Logo no início, Lia Tiriba propôs uma chave política e pedagógica para ler o tema, lembrando Paulo Freire e Paul Singer, e defendendo que a economia solidária não nasce como apêndice do mercado, mas como prática social de outro tipo de sociabilidade. Nas palavras dela, “a economia solidária é uma economia não capitalista”. A partir dessa premissa, a professora destacou que experiências andinas como a minca, prática comunitária de trabalho coletivo, e a cosmovisão do bem viver, o Sumak Kawsay, ajudam a recolocar a economia como mediação entre culturas, territórios e natureza.
Do lado equatoriano, Juan Carlos apresentou a trajetória do Jardín Azuayo, cooperativa enraizada em comunidades que enfrentaram desastres socioambientais e que encontraram na autogestão um caminho para reconstrução econômica com laços solidários. Ele sintetizou a filosofia institucional ao afirmar que “a economia solidária é uma economia para a vida”, não para o enriquecimento de poucos, e descreveu um arranjo financeiro que recicla a poupança local para girar crédito produtivo, incentivar emprego e fortalecer cadeias territoriais.

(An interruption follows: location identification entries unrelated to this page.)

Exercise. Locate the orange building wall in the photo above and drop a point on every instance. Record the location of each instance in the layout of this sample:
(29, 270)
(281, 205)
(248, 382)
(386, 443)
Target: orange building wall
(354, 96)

As perguntas do público puxaram o debate para temas sensíveis, como tributação e marcos legais. Urgiles foi direto, defendendo progressividade fiscal e compromisso das cooperativas com o financiamento do Estado, combinado com exigência cidadã por políticas públicas específicas, inclusive educativas. “Devemos pagar impostos, e exigir que o Estado incorpore a economia solidária no sistema educativo”, disse. Ao tratar dos riscos institucionais, ele lembrou que projetos populares atravessam ciclos de ventos a favor e contra, por isso a independência estratégica e a identidade comunitária são vitais para não transformar cooperativas em meras réplicas de bancos privados.
Lia Tiriba retomou o fio político do continente, ressaltando que a Constituição equatoriana de 2008 reconhece direitos da natureza e o caráter plurinacional do Estado, referência para políticas que integram cultura, território e economia. Para ela, o aprendizado brasileiro passa pela articulação com movimentos sociais, como assentamentos rurais, quilombos e povos indígenas, onde a cooperação não é retórica, é prática cotidiana, e onde a economia volta a ser tratada como ciência humana, centrada em valores. “Não queremos a exploração da força de trabalho”, explicou, sublinhando que o campo solidário é educativo por definição.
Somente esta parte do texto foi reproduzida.